Em uma das passagens mais curiosas do livro, Stycer relata o inacreditável tumulto gerado pelo anúncio de que distribuiria presentes de Natal na sede da Globo, na região central de São Paulo. O episódio, segundo o autor, contribuiu para a cassação injustificada – ou justificada por moralismo e implicância – do apresentador.

Embora a cassação fosse exclusi­vamente parlamentar, Jacinto, depois dela, ficou isolado. O retorno à tela se daria pelas mãos de Silvio Santos, que relançou O Homem do Sapato ao inaugurar o SBT, em 1981, e depois o ­convidou também a fazer parte do Aqui Agora.

Nessa segunda fase, a carreira de Jacinto já não tem o fôlego de antes. A essa altura, não só havia mais concorrência como os anunciantes passavam a se afastar daquilo que flertava de forma mais escancarada com a aberração e o sensacionalismo.

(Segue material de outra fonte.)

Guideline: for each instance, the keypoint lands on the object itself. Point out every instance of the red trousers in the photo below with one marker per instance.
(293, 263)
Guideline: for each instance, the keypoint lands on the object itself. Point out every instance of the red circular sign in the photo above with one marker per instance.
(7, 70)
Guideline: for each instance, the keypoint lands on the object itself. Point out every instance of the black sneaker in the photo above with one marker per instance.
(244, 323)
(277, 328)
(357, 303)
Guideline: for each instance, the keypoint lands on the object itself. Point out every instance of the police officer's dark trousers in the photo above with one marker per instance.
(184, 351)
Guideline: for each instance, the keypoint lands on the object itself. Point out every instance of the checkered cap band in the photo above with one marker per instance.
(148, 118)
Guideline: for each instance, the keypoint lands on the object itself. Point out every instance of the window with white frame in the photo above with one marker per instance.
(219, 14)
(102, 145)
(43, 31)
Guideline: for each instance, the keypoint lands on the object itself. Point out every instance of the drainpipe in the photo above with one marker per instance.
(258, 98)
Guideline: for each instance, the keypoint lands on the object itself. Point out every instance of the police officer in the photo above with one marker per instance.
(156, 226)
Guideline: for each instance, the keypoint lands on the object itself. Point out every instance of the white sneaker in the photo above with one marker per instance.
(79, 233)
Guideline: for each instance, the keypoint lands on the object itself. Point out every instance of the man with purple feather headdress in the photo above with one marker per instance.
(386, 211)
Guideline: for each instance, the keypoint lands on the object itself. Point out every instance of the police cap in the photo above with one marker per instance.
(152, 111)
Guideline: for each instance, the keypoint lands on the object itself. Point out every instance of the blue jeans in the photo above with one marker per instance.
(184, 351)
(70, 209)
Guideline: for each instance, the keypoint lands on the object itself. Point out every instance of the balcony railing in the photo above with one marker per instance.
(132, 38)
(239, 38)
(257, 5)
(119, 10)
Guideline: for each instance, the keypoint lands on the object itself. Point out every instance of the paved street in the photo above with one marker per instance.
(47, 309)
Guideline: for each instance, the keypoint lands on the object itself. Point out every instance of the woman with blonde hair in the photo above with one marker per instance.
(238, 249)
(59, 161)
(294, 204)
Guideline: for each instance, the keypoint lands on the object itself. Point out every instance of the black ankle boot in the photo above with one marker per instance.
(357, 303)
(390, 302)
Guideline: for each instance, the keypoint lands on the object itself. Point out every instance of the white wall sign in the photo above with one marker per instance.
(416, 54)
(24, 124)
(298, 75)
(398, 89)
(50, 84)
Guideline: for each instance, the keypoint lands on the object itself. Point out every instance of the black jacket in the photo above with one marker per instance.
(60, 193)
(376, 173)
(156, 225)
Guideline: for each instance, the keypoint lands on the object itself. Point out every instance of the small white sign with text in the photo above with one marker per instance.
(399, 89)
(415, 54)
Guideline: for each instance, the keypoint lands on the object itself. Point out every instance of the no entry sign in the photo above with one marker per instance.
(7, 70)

A pressão sobre esse tipo de programação, avalia Stycer, parte até hoje de três frentes principais: a justiça, que age em alguns casos; a sociedade, por meio da mídia e da crítica da TV; e as marcas, que podem ter prejuízos de imagem ao se associar a programas que violam os direitos humanos ou exploram a miséria.

“A censura, à qual o próprio Jacinto foi submetido, é inaceitável, mas algum tipo de regulação para esse tipo de programa poderia haver”, reflete, com o olhar no presente, o autor. “Esse assunto é um tabu que deveria ser enfrentado.” •

Publicado na edição n° 1265 de CartaCapital, em 28 de junho de 2023.